Limitations & Future Work

  1. Propagation of pre-training bias: If the generic Face ID model incorrectly assigns high similarity to two different individuals, self-distillation may reinforce this error.
  2. Computational efficiency: Each video requires independent model finetuning, which is unsuitable for real-time applications.
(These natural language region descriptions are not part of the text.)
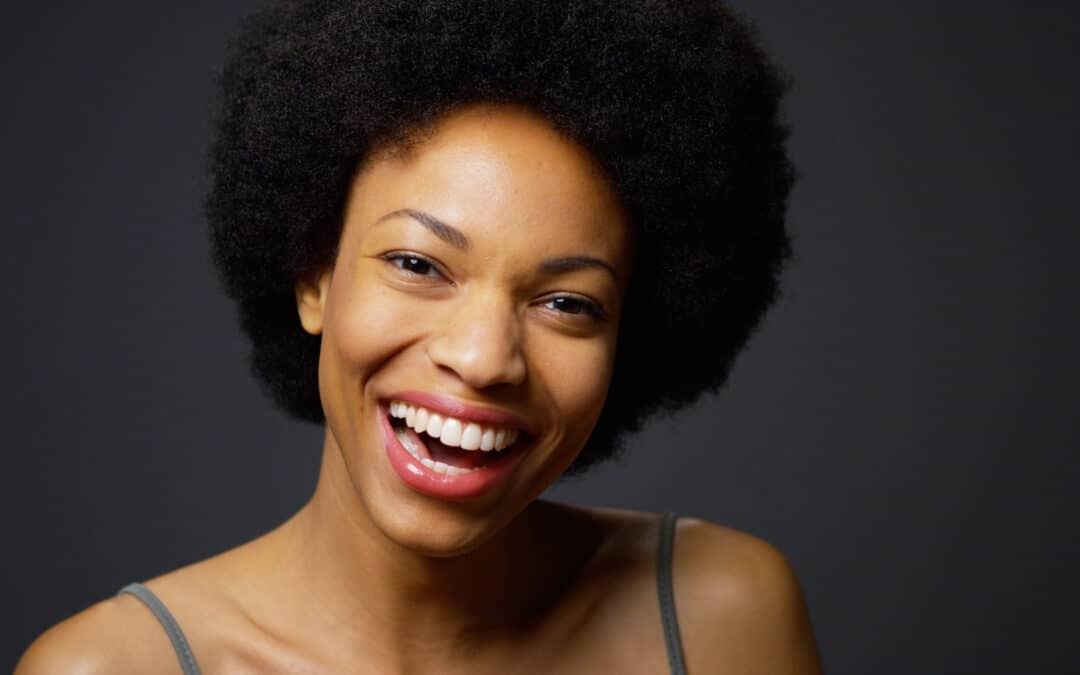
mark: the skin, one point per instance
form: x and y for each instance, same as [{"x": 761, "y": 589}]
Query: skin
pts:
[{"x": 373, "y": 577}]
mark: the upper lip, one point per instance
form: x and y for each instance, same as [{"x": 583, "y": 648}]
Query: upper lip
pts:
[{"x": 466, "y": 412}]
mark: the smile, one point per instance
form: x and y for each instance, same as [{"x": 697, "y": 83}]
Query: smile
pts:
[{"x": 455, "y": 457}]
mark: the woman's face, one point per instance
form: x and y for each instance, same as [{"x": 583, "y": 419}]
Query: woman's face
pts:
[{"x": 480, "y": 279}]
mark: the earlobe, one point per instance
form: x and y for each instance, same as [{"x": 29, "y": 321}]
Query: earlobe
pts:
[{"x": 311, "y": 292}]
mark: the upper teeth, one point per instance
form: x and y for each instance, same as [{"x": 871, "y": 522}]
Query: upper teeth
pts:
[{"x": 451, "y": 431}]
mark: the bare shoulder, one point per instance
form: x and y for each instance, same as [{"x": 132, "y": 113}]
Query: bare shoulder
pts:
[
  {"x": 740, "y": 605},
  {"x": 117, "y": 635}
]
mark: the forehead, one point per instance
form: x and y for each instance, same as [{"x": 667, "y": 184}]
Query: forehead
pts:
[{"x": 496, "y": 173}]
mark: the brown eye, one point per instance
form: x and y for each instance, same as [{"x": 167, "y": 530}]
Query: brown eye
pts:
[
  {"x": 412, "y": 264},
  {"x": 575, "y": 305}
]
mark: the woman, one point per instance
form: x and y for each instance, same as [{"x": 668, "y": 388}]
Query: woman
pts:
[{"x": 482, "y": 242}]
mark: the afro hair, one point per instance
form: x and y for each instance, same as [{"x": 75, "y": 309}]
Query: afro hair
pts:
[{"x": 676, "y": 99}]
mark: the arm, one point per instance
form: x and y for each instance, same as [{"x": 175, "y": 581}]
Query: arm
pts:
[
  {"x": 741, "y": 606},
  {"x": 113, "y": 636}
]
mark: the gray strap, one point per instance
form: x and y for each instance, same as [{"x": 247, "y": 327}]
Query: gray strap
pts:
[
  {"x": 665, "y": 590},
  {"x": 167, "y": 622}
]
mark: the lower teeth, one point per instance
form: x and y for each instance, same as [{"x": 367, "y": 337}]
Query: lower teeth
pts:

Future work could explore test-time adaptation or few-shot approaches.
  3. Lack of contextual utilization (clothing, body, etc.): The method relies solely on facial features, ignoring richer context such as clothing, body style, etc.
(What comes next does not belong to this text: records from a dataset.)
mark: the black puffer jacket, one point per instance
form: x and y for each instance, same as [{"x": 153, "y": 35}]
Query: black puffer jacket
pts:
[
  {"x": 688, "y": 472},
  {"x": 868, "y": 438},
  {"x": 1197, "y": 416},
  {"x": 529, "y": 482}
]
  4. Limited scale of the MovieFaceCluster dataset: It only comprises 9 movies, which does not cover larger-scale scenarios.
  5. Convergence speed of iterative clustering: The number of iterations in hierarchical aggregation was not analyzed, and efficiency could become a bottleneck for large track sets.
  • Self-distillation (DINO/iBOT style): This paper effectively adapts image-level self-distillation to positive-pair learning in video face tracks, showcasing the potential of SSL methods in domain-specific finetuning.
  • TSiam/SSiam: These methods require complex negative sample mining strategies (co-occurrence constraints, pseudo-relevance feedback), whereas this work proves that relying solely on positive samples can outperform them.
  • BCL: Requires the pre-defined target number of clusters as input, whereas this method is completely automated.
  • VCTRSF: A video-centric Transformer method that leverages temporal modeling but similarly relies on manual parameters.

Rating

  • Novelty: ⭐⭐⭐⭐ The closed-loop design of "positive-only + training loss as distance metric" is simple and highly novel.
  • Experimental Thoroughness: ⭐⭐⭐⭐ Evaluated across three major datasets (BBT/BVS/MovieFaceCluster) and analyzed via ablation studies across three dimensions (finetuning, clustering, base models).
  • Writing Quality: ⭐⭐⭐⭐ Clear motivation, with a complete presentation of the algorithmic pseudo-logic.
  • Value: ⭐⭐⭐ The lack of open-source code and the requirement for per-video finetuning limit its practical application.